The Leveler deck works on multiplicative effects, and is heavily reliant on critical mass. Removal is excellent, but it does not assist the deck in doing the things it does best. Every time you prioritize removal, you decrease the chance you will later get the cards you want most, and you make those cards less effective. It is especially bad to take off-color removal, as those are the cards that secure other players into other plans. Even if they do end up in my pile out of an otherwise dead pack, I am usually highly reluctant to play them. Evolving Wilds costs a mana that there will often never be a turn to spend, as the deck at its best has several one-drops that then can be leveled and by having a third color of mana you are damaging the decks’ ability to keep two- and three-land hands.

This strategy requires accepting that there are cards out there that you cannot deal with except by pure speed and power. That’s life. To try to beat those cards any other way is to have The Fear. There are other tricks that can be picked up at minimal cost and that round out the deck nicely, with the best being cards like Emerge Unscathed that protect your creatures since you’re investing a lot of work into each of them. Repel the Darkness is a strong asset because it can be scooped up for free and helps greatly when the time comes to race.
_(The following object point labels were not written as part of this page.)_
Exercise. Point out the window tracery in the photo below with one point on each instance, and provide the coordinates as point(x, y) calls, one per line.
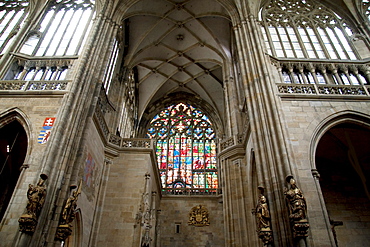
point(186, 148)
point(12, 15)
point(305, 29)
point(366, 8)
point(62, 29)
point(60, 33)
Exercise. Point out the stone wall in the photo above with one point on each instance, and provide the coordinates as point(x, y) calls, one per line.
point(34, 111)
point(175, 211)
point(123, 217)
point(305, 122)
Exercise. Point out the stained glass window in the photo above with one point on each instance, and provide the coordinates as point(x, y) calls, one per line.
point(186, 149)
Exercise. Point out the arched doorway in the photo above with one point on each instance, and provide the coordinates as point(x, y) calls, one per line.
point(13, 148)
point(343, 161)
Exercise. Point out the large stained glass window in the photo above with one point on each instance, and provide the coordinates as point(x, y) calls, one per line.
point(186, 149)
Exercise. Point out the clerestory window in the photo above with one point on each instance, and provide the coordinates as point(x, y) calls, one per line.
point(62, 30)
point(186, 149)
point(366, 8)
point(305, 29)
point(12, 15)
point(60, 35)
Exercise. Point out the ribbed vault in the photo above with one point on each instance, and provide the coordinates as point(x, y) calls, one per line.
point(178, 47)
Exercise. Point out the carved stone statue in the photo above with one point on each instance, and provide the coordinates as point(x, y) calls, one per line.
point(263, 213)
point(297, 208)
point(263, 219)
point(68, 214)
point(36, 197)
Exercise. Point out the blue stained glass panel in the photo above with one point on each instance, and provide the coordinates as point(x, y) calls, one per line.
point(186, 148)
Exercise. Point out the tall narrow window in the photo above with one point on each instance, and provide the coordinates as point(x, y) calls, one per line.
point(366, 8)
point(62, 30)
point(186, 149)
point(12, 15)
point(109, 70)
point(305, 29)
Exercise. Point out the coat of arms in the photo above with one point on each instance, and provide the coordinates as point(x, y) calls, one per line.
point(198, 216)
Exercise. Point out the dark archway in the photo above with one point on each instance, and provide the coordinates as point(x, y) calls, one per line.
point(343, 161)
point(13, 149)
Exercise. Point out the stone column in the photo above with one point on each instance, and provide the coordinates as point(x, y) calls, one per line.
point(77, 108)
point(234, 189)
point(272, 152)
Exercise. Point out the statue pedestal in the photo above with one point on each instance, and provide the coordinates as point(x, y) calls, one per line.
point(63, 232)
point(265, 235)
point(27, 223)
point(300, 229)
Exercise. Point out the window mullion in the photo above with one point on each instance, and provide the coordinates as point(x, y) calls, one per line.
point(331, 42)
point(290, 42)
point(300, 41)
point(73, 34)
point(8, 23)
point(340, 43)
point(13, 31)
point(44, 33)
point(310, 40)
point(323, 46)
point(83, 33)
point(65, 31)
point(55, 31)
point(269, 39)
point(280, 41)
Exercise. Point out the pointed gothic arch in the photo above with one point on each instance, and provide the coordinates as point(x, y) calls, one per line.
point(14, 141)
point(342, 160)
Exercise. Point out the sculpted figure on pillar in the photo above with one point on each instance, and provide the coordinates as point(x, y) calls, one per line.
point(36, 197)
point(68, 214)
point(297, 208)
point(263, 218)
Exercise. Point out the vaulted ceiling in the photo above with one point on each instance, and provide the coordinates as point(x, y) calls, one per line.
point(178, 47)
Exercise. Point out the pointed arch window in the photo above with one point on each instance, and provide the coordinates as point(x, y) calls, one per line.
point(366, 8)
point(305, 29)
point(186, 149)
point(62, 30)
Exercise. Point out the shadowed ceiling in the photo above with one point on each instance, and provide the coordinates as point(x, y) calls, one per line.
point(178, 46)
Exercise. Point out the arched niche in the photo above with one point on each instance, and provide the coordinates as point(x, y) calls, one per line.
point(343, 161)
point(13, 151)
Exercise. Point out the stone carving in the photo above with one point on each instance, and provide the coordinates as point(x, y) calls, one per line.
point(36, 198)
point(198, 216)
point(297, 209)
point(68, 214)
point(263, 218)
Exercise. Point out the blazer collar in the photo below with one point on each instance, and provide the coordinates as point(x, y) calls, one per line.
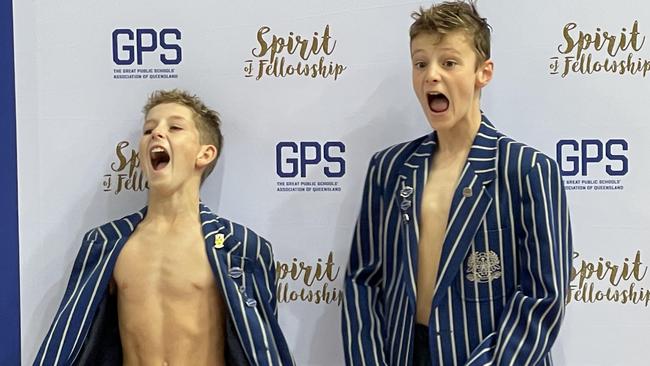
point(469, 204)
Smite isn’t always maindeck material, but it can be a serviceable substitute if the good removal falls short or if the matchup calls for loading up. It’s not generally that hard to engineer a block even if saving mana tends to be highly suspicious.

I would be remiss if I didn’t stop at the end to consider the game theory implications of writing this article. The Leveler deck is a strong strategy and can bear a lot more competition than it currently faces, but the reason it is so awesome is that it does not need to face said competition. Every player that increases his willingness to draft this strategy makes the strategy that much worse, and if other players are waiting out there like land mines trying to force it outright, two such players are quite capable of blowing each other to smithereens. The more people listen to me, the more likely that is to happen, but I don’t find it likely that too many players will shift their preferences relative to the pool of available players. Most drafters are simply unwilling to engage in unnatural strategies such as this one that sacrifice the best cards and inherently strongest (in their minds) colors and strategies in order to try and corner a market.

Then again, if you see me on Magic Online, you now know one more reason I use an easily recognizable user name.